WILLIAM BLACK: Yeah, and this is an irony, as well, in terms of the political aspects and Obama. So, under Lew, in his new incarnation a while back as OMBhead of—for Obama, I have a piece [5] that talks about how OMB under Obama sounds almost exactly like the tea party. So, it adopts all of their rubric about, you know, these terrible social programs, this terrible safety net and how it’s going to imperil our nation, and what we need to do is be balancing the budget—in other words, austerity.

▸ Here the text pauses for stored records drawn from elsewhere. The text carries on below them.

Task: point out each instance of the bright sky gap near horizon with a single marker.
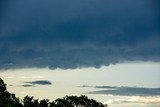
(100, 43)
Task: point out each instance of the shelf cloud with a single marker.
(71, 34)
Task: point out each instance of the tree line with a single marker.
(8, 99)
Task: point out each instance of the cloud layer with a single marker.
(38, 82)
(128, 91)
(70, 34)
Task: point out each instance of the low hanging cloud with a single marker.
(127, 91)
(70, 34)
(38, 82)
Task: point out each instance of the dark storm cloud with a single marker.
(38, 82)
(70, 34)
(128, 91)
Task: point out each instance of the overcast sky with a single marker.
(78, 33)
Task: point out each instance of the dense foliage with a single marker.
(9, 100)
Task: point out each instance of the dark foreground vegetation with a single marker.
(8, 99)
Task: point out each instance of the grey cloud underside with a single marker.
(38, 82)
(70, 34)
(127, 91)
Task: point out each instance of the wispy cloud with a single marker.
(127, 91)
(37, 82)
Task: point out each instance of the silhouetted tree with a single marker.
(7, 99)
(10, 100)
(44, 103)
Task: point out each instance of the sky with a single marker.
(100, 42)
(75, 34)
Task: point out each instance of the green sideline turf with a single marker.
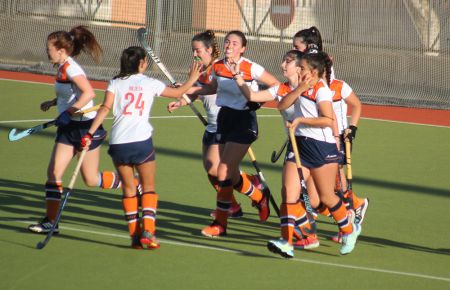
(402, 168)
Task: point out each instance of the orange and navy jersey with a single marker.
(280, 91)
(228, 93)
(206, 77)
(67, 93)
(341, 90)
(307, 106)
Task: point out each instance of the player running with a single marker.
(237, 128)
(73, 93)
(205, 47)
(130, 96)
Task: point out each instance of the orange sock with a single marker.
(149, 207)
(224, 197)
(131, 210)
(245, 186)
(323, 210)
(53, 192)
(357, 202)
(215, 183)
(340, 215)
(109, 179)
(290, 216)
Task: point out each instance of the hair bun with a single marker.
(313, 49)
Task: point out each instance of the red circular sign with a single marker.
(282, 13)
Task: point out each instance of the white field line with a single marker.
(363, 118)
(190, 245)
(152, 117)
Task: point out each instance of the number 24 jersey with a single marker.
(133, 100)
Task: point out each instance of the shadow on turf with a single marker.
(178, 222)
(266, 165)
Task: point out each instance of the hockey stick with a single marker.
(266, 190)
(276, 155)
(14, 135)
(142, 35)
(348, 157)
(43, 243)
(304, 191)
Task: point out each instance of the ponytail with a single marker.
(76, 40)
(208, 38)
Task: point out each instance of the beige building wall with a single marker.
(216, 15)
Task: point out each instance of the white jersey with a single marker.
(278, 92)
(341, 91)
(228, 93)
(209, 102)
(67, 93)
(307, 106)
(133, 100)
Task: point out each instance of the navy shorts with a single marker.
(236, 126)
(313, 153)
(71, 134)
(132, 153)
(209, 139)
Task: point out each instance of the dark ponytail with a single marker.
(130, 60)
(208, 38)
(76, 40)
(311, 36)
(320, 61)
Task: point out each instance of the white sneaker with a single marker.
(360, 212)
(281, 247)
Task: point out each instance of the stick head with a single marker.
(142, 34)
(40, 245)
(12, 134)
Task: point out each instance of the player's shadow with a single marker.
(177, 222)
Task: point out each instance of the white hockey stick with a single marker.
(142, 37)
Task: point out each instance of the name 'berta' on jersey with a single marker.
(133, 100)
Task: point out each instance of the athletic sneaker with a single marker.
(306, 243)
(281, 247)
(337, 238)
(349, 240)
(263, 208)
(234, 212)
(214, 230)
(360, 212)
(136, 243)
(256, 182)
(43, 227)
(149, 240)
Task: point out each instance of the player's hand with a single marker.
(195, 70)
(295, 123)
(47, 105)
(85, 141)
(350, 133)
(233, 67)
(172, 106)
(63, 119)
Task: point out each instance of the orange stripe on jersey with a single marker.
(206, 78)
(284, 89)
(336, 88)
(311, 94)
(244, 66)
(61, 75)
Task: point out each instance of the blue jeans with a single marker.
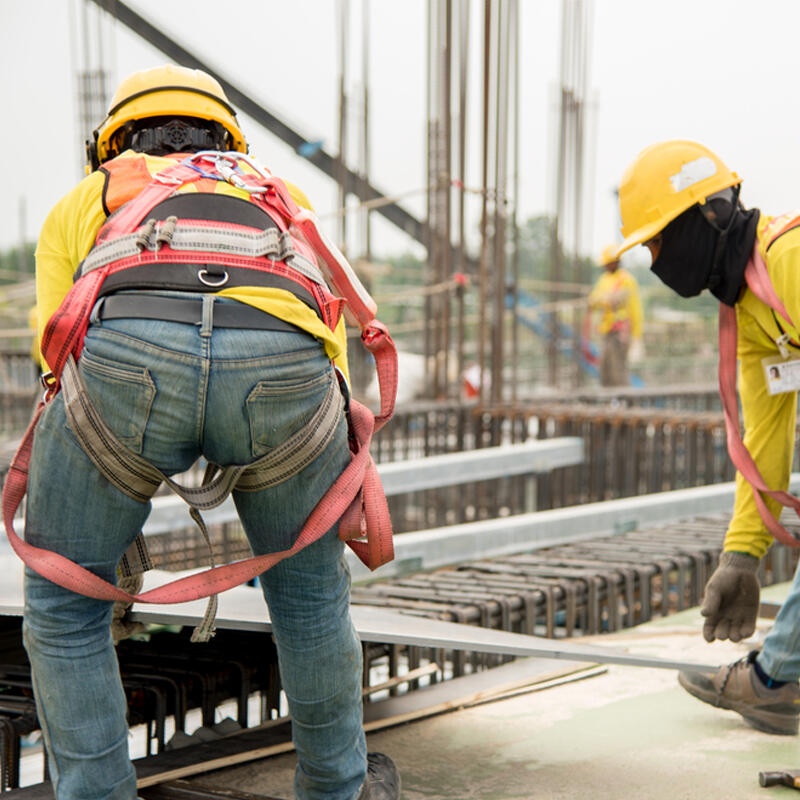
(174, 392)
(780, 655)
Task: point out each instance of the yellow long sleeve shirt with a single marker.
(616, 296)
(70, 229)
(769, 420)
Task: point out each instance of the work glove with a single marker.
(730, 604)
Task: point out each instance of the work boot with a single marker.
(738, 688)
(383, 779)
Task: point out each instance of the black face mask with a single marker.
(686, 256)
(697, 255)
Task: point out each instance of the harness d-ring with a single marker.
(213, 284)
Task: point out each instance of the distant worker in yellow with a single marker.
(680, 200)
(616, 297)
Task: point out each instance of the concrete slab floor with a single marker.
(629, 733)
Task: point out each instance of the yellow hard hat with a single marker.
(609, 255)
(663, 181)
(166, 91)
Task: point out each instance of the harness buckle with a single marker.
(206, 277)
(50, 384)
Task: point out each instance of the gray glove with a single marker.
(730, 604)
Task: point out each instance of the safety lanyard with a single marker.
(758, 281)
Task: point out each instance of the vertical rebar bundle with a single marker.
(568, 216)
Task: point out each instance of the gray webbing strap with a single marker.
(270, 242)
(139, 479)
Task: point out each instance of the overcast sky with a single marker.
(720, 71)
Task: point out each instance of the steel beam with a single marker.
(330, 165)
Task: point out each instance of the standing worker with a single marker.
(680, 201)
(186, 356)
(616, 297)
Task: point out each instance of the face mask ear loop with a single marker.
(715, 276)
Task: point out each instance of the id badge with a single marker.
(781, 375)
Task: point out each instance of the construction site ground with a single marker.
(624, 732)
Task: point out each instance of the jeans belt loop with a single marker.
(207, 323)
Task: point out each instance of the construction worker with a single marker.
(616, 297)
(229, 370)
(680, 200)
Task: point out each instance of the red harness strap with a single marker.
(337, 500)
(356, 498)
(757, 279)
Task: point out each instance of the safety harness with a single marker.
(758, 281)
(136, 249)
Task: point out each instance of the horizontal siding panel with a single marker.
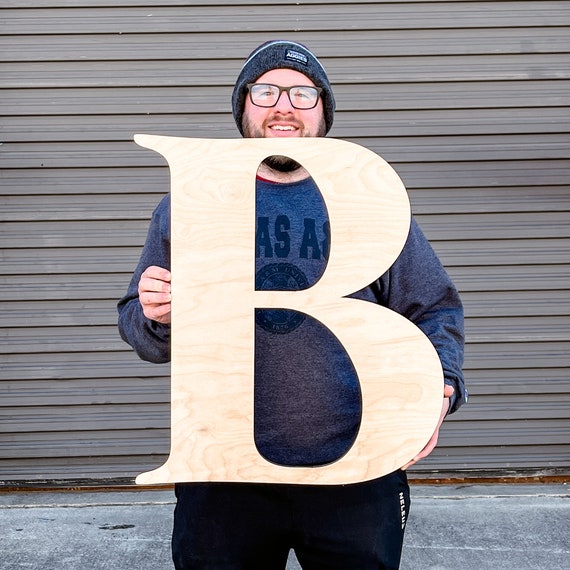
(76, 207)
(97, 338)
(499, 458)
(107, 46)
(64, 287)
(88, 391)
(491, 200)
(94, 338)
(120, 363)
(99, 231)
(93, 260)
(519, 407)
(521, 303)
(81, 418)
(518, 329)
(78, 468)
(59, 233)
(87, 444)
(48, 182)
(425, 176)
(273, 18)
(352, 70)
(504, 433)
(503, 252)
(364, 97)
(348, 124)
(525, 277)
(157, 441)
(489, 382)
(59, 313)
(496, 226)
(401, 149)
(510, 355)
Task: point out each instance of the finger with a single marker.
(153, 285)
(150, 299)
(159, 273)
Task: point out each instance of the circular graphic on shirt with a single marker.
(280, 277)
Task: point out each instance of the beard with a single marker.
(278, 162)
(281, 163)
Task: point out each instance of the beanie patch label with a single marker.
(292, 55)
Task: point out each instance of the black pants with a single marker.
(243, 526)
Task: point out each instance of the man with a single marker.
(307, 402)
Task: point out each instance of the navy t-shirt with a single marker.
(307, 397)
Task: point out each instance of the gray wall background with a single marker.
(467, 100)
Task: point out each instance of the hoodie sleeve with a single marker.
(149, 339)
(418, 287)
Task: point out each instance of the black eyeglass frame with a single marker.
(319, 90)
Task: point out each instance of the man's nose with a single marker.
(284, 103)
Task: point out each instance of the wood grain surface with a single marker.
(213, 230)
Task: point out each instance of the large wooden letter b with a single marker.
(214, 297)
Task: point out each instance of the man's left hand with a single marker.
(447, 393)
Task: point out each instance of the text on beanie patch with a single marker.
(296, 56)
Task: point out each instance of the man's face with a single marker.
(283, 120)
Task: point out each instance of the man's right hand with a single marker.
(155, 294)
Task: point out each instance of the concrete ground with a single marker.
(463, 527)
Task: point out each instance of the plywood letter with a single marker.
(213, 212)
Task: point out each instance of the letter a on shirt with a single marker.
(214, 300)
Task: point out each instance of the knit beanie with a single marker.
(279, 54)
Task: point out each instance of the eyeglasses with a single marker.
(267, 95)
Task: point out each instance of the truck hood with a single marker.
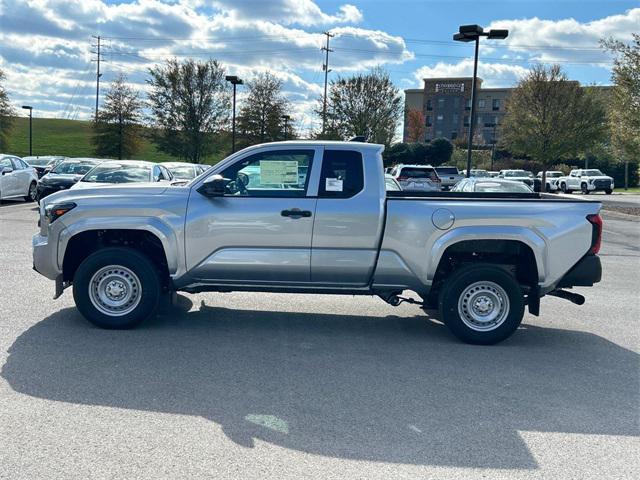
(125, 190)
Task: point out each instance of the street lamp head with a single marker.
(498, 34)
(463, 37)
(234, 79)
(471, 30)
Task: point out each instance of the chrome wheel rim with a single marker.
(115, 290)
(483, 306)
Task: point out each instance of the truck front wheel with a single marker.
(481, 304)
(116, 288)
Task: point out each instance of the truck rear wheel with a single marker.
(116, 288)
(481, 304)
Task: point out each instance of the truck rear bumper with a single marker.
(44, 257)
(583, 274)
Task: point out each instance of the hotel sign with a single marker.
(449, 87)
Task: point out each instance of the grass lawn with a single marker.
(71, 138)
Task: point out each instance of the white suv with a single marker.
(552, 180)
(17, 179)
(586, 180)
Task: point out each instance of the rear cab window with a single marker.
(418, 172)
(342, 174)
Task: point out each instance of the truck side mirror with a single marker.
(213, 186)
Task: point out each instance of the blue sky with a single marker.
(45, 45)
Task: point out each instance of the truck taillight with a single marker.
(596, 236)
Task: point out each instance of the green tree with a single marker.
(260, 118)
(117, 130)
(7, 112)
(624, 109)
(364, 104)
(190, 104)
(550, 118)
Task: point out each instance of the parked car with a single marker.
(448, 176)
(477, 172)
(184, 170)
(124, 171)
(586, 180)
(417, 178)
(519, 175)
(552, 180)
(64, 175)
(481, 260)
(43, 164)
(391, 184)
(17, 178)
(491, 185)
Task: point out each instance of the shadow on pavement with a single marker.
(383, 389)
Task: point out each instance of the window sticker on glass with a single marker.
(333, 185)
(279, 172)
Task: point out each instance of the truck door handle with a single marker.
(295, 213)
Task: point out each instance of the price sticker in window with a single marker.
(333, 185)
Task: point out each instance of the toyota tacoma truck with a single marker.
(315, 217)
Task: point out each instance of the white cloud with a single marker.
(567, 40)
(288, 12)
(492, 74)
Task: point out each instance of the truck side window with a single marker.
(276, 173)
(342, 174)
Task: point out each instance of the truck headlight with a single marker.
(55, 211)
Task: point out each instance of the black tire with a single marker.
(148, 278)
(455, 287)
(32, 193)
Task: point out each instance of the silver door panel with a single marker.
(341, 266)
(255, 265)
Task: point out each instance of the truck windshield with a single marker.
(447, 170)
(73, 168)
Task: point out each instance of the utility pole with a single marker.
(98, 74)
(325, 67)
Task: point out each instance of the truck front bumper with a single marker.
(45, 257)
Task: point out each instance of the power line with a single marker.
(98, 74)
(325, 67)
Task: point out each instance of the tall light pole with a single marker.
(286, 119)
(470, 33)
(30, 108)
(235, 81)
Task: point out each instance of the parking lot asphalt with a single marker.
(261, 386)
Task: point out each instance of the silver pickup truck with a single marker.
(314, 217)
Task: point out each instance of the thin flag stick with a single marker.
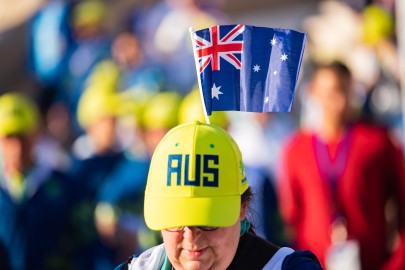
(192, 32)
(400, 17)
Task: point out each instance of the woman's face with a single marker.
(192, 248)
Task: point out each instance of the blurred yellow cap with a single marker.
(95, 104)
(89, 12)
(377, 24)
(18, 115)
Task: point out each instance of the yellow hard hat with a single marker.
(377, 24)
(191, 109)
(18, 115)
(161, 110)
(95, 104)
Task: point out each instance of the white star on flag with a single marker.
(215, 91)
(284, 57)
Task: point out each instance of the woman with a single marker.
(197, 195)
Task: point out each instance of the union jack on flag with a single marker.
(248, 68)
(217, 47)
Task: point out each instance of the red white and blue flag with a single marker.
(248, 68)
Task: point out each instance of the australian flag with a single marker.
(248, 68)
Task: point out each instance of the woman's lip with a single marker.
(195, 252)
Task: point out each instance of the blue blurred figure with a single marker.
(36, 228)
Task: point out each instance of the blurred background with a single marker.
(106, 80)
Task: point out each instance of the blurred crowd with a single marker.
(75, 150)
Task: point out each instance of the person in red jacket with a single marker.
(336, 180)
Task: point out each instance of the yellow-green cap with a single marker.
(377, 24)
(18, 115)
(191, 109)
(161, 110)
(89, 12)
(95, 104)
(196, 178)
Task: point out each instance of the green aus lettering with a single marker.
(206, 170)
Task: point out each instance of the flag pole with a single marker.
(400, 20)
(192, 32)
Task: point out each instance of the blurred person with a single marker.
(36, 228)
(139, 73)
(95, 155)
(197, 196)
(90, 45)
(119, 211)
(158, 117)
(336, 179)
(49, 28)
(266, 221)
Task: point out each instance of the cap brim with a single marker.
(170, 212)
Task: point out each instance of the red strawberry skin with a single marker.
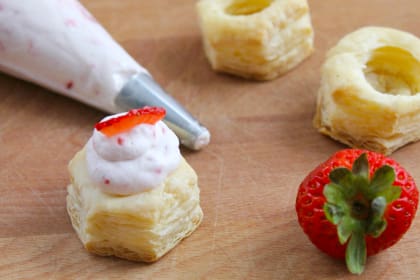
(310, 200)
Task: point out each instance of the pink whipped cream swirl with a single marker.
(133, 161)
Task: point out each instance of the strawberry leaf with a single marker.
(377, 223)
(383, 178)
(356, 253)
(361, 166)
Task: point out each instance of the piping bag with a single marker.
(59, 45)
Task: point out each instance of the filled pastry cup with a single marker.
(131, 193)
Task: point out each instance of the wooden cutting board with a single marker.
(263, 144)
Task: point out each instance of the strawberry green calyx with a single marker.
(356, 204)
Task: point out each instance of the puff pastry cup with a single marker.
(369, 93)
(255, 39)
(139, 227)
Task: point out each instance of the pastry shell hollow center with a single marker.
(393, 70)
(255, 39)
(247, 7)
(368, 96)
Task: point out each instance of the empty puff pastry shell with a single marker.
(256, 39)
(140, 227)
(369, 94)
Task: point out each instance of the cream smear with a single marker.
(133, 161)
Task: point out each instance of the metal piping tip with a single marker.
(141, 90)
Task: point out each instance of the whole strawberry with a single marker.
(356, 204)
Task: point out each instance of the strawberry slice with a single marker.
(145, 115)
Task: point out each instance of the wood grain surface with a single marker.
(263, 144)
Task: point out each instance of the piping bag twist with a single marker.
(59, 45)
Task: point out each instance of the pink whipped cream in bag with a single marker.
(59, 45)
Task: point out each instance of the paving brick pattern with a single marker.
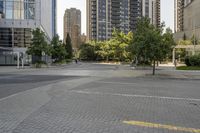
(104, 112)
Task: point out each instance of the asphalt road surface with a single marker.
(96, 98)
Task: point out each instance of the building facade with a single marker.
(105, 15)
(191, 21)
(72, 26)
(19, 18)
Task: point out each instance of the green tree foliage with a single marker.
(39, 45)
(87, 51)
(58, 50)
(68, 47)
(149, 44)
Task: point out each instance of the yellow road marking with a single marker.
(168, 127)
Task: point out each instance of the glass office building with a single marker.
(19, 17)
(17, 9)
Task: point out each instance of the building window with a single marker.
(17, 9)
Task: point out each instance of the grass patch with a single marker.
(188, 68)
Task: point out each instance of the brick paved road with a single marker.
(109, 104)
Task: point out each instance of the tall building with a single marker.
(54, 17)
(18, 18)
(191, 20)
(72, 26)
(105, 15)
(178, 20)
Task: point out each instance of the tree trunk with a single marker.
(154, 67)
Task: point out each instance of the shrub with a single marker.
(193, 60)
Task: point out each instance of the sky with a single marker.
(167, 13)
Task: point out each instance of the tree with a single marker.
(58, 49)
(68, 47)
(39, 45)
(87, 51)
(149, 44)
(194, 40)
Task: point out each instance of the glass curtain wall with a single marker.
(17, 9)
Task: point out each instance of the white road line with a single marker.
(139, 96)
(115, 83)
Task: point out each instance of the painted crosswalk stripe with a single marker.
(161, 126)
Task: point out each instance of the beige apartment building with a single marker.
(105, 15)
(72, 26)
(191, 21)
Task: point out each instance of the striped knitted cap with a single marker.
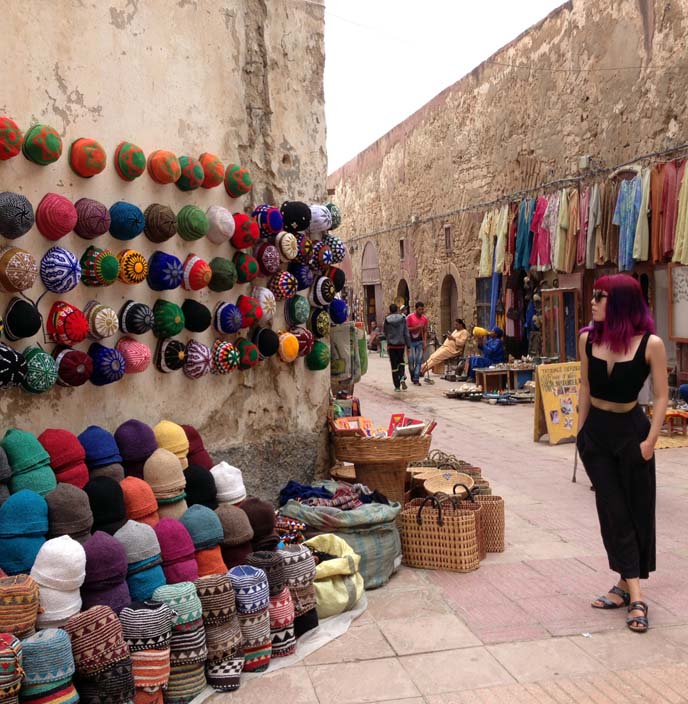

Now, had Obama succeeded in following Lew’s recommendation in July 2011, when they were trying to negotiate the so-called "grand bargain," which is really the grand betrayal of the safety net—unemployment in July 2011 was 9.1 percent. Austerity in the United States would have done just what it did in Europe. Unemployment would have surged. So, all through 2012, the election year, unemployment would have been going up well above 10 percent, quite possibly into the 11 and 12 percent range, which is where it is in Europe. Obama would have been toast; would have been no chance. He would have been crushed in the election. The Democrats would have lost control of the Senate, and such. And these folks, even today, are claiming that the failure to achieve the grand betrayal and to cut the safety net is their great disappointment. So, they not only tried to destroy themselves and the country, they are continuing to do that, and indeed, but for Harry Reid literally throwing the Obama administration’s suggestion that they do cuts to the safety net in the fireplace and burning it up, they would have gotten it as part of this interim austerity deal that was just done about eight days ago.